If you don’t want to make major changes to your food and exercise habits that’s okay. But you’ll have more success with the Sleep30® Challenge if you can reduce some of the foods and beverages that get you out of rhythm. To help you make those tweaks, try keeping a food and exercise diary during Week 3. Here’s how to do it:
WRITE AS YOU GO AND KEEP IT SIMPLE
- Track what you eat and drink right after you eat or drink.

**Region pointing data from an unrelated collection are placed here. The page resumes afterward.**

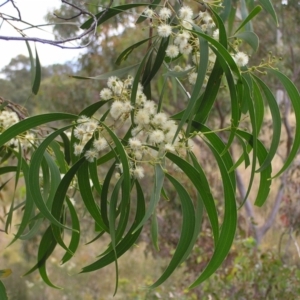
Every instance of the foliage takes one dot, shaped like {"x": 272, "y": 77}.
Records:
{"x": 104, "y": 152}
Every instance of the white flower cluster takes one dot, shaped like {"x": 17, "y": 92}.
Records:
{"x": 183, "y": 42}
{"x": 84, "y": 131}
{"x": 9, "y": 118}
{"x": 151, "y": 128}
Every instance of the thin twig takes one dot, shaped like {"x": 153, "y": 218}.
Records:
{"x": 60, "y": 43}
{"x": 15, "y": 6}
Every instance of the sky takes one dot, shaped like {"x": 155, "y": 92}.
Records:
{"x": 32, "y": 11}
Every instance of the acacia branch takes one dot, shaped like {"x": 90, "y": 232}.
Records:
{"x": 59, "y": 43}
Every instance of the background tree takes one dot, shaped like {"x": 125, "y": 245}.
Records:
{"x": 114, "y": 217}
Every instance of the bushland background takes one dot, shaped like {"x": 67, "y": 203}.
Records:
{"x": 265, "y": 259}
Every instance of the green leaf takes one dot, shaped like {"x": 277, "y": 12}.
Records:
{"x": 295, "y": 100}
{"x": 198, "y": 84}
{"x": 57, "y": 207}
{"x": 124, "y": 55}
{"x": 46, "y": 247}
{"x": 250, "y": 37}
{"x": 199, "y": 180}
{"x": 249, "y": 17}
{"x": 129, "y": 239}
{"x": 276, "y": 122}
{"x": 152, "y": 6}
{"x": 29, "y": 204}
{"x": 118, "y": 73}
{"x": 258, "y": 105}
{"x": 155, "y": 195}
{"x": 247, "y": 96}
{"x": 74, "y": 242}
{"x": 34, "y": 184}
{"x": 11, "y": 210}
{"x": 154, "y": 231}
{"x": 108, "y": 14}
{"x": 87, "y": 194}
{"x": 265, "y": 175}
{"x": 228, "y": 226}
{"x": 60, "y": 157}
{"x": 187, "y": 231}
{"x": 160, "y": 55}
{"x": 32, "y": 122}
{"x": 38, "y": 74}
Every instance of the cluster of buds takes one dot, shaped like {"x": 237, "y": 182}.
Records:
{"x": 150, "y": 128}
{"x": 25, "y": 140}
{"x": 183, "y": 42}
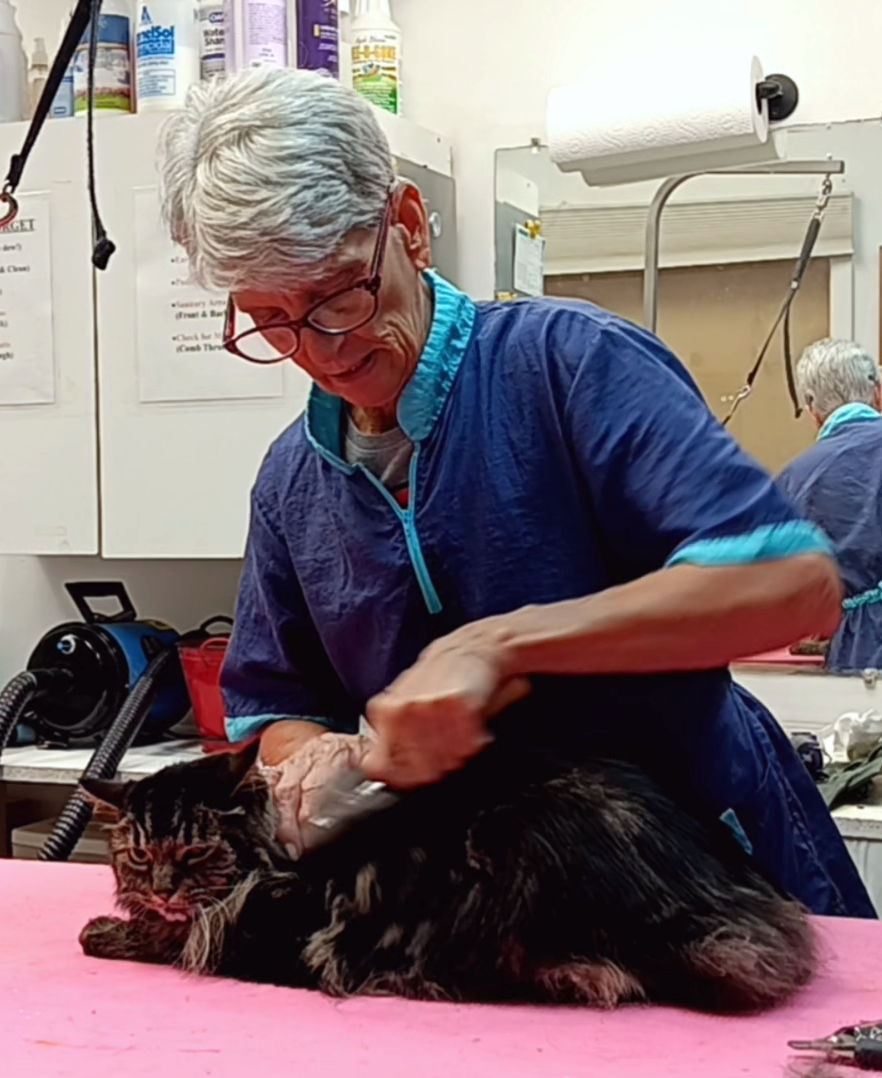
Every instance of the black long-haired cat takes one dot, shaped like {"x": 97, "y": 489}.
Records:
{"x": 520, "y": 878}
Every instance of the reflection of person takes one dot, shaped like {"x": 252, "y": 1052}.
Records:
{"x": 481, "y": 494}
{"x": 838, "y": 484}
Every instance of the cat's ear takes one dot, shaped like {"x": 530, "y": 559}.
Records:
{"x": 107, "y": 797}
{"x": 238, "y": 765}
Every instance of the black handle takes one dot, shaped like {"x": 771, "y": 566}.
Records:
{"x": 868, "y": 1053}
{"x": 82, "y": 592}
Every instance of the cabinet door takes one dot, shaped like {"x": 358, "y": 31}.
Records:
{"x": 49, "y": 485}
{"x": 183, "y": 424}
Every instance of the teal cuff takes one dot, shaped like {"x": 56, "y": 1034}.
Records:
{"x": 845, "y": 416}
{"x": 245, "y": 728}
{"x": 771, "y": 542}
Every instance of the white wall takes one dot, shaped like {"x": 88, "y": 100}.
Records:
{"x": 31, "y": 589}
{"x": 479, "y": 70}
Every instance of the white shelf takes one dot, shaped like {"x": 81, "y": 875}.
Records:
{"x": 30, "y": 764}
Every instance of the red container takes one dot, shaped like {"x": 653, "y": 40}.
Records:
{"x": 202, "y": 665}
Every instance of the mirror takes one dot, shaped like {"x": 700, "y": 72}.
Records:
{"x": 728, "y": 249}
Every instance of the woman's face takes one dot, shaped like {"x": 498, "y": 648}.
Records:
{"x": 369, "y": 367}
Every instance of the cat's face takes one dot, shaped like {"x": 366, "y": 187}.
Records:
{"x": 187, "y": 835}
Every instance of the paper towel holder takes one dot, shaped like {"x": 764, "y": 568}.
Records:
{"x": 782, "y": 95}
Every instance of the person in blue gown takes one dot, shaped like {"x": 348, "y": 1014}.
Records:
{"x": 838, "y": 485}
{"x": 492, "y": 520}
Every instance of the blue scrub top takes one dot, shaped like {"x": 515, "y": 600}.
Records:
{"x": 559, "y": 451}
{"x": 838, "y": 485}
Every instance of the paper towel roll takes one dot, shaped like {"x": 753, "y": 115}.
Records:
{"x": 649, "y": 125}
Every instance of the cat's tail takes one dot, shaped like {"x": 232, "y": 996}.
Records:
{"x": 753, "y": 962}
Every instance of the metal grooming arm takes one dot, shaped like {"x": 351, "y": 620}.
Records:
{"x": 650, "y": 274}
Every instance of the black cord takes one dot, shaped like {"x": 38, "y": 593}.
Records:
{"x": 104, "y": 246}
{"x": 86, "y": 13}
{"x": 784, "y": 314}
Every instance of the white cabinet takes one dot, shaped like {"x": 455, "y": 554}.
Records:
{"x": 180, "y": 426}
{"x": 49, "y": 488}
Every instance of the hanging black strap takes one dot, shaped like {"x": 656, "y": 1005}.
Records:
{"x": 86, "y": 12}
{"x": 784, "y": 314}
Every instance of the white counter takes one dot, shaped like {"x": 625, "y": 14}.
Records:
{"x": 30, "y": 764}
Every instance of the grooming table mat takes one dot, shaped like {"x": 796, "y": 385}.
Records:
{"x": 65, "y": 1014}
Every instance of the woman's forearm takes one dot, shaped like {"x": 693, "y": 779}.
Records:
{"x": 681, "y": 619}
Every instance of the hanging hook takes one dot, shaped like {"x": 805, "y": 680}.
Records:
{"x": 9, "y": 201}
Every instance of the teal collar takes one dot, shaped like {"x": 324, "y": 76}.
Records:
{"x": 844, "y": 416}
{"x": 425, "y": 395}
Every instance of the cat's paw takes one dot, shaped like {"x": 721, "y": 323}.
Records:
{"x": 104, "y": 937}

- The Sleep30® Challenge doesn’t require calorie counts or ingredients lists. Instead, the goal is to view each day holistically, so you can make connections with how you sleep each night.
CAPTURE THE CONTEXT
- When and where and how fast you eat is just as important as what.

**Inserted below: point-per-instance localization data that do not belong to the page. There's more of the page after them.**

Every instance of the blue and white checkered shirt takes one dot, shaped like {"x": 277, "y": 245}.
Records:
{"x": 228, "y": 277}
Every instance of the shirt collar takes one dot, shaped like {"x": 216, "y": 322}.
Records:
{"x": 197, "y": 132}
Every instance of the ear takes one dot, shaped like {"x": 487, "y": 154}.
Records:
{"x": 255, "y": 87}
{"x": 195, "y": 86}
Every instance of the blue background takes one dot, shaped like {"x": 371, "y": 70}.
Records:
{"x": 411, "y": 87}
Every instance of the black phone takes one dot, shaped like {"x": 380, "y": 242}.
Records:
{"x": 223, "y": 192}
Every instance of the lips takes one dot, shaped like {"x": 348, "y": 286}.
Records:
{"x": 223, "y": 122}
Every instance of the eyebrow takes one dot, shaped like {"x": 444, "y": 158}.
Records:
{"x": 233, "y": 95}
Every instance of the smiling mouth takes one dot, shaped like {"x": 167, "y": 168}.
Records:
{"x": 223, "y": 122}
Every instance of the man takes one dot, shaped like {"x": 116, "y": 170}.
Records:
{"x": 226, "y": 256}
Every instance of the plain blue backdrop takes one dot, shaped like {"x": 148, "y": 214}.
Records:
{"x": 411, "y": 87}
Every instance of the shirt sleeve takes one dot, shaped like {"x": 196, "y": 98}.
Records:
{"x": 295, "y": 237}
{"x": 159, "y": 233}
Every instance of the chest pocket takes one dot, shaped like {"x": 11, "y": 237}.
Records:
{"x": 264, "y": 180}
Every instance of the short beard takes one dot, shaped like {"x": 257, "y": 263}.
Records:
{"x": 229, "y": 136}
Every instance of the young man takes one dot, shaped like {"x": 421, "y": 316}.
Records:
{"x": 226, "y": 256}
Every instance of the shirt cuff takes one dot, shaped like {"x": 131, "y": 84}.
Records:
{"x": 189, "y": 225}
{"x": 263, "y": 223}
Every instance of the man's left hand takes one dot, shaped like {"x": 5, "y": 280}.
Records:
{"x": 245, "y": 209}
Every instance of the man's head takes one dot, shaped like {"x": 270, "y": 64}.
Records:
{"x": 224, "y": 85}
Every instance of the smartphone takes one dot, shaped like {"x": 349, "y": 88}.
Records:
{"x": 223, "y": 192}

- You don’t have to tell the story of your meal, or your workout, but a few notes that capture the context will help you see your food and exercise habits more clearly.
- Example: Rushed through lunch in 5 minutes. Didn’t eat enough. Was starving at 2 p.m.
FEEL YOUR FEELS AND BE HONEST
- Sometimes we eat to live. Other times we live to eat.
- In the spirit of understanding, take note of how you feel after you eat to help get a clear picture of your habits.
- Example: Stress ate too much chocolate and felt guilty afterward. Upset that I didn’t get away from my desk all day.
LEARNING FROM YOUR FOOD & EXERCISE DIARY
- As you track your consumables, look for patterns.
- You may notice that on days you eat a lot of sugar you don’t sleep as well.
- Or that a late dinner prevents you from falling asleep on time.
- Or that a glass of wine at seven is fine, but a glass of wine at eight wakes you up in the middle of the night.
- The goal is not to remake your diet, but to find places where a subtle tweak can lead to better sleep.
FINAL NOTE ON YOUR FOOD & EXERCISE DIARY
Tracking food and exercise helps some people make major changes in their lives. For others it leads to smaller insights. There’s no right or wrong way to use this tool. Instead, use this as yet another source of information and inspiration for defending your sleep life.
BEST FOOD PRACTICES
- Try to eat dinner at least two hours before bedtime.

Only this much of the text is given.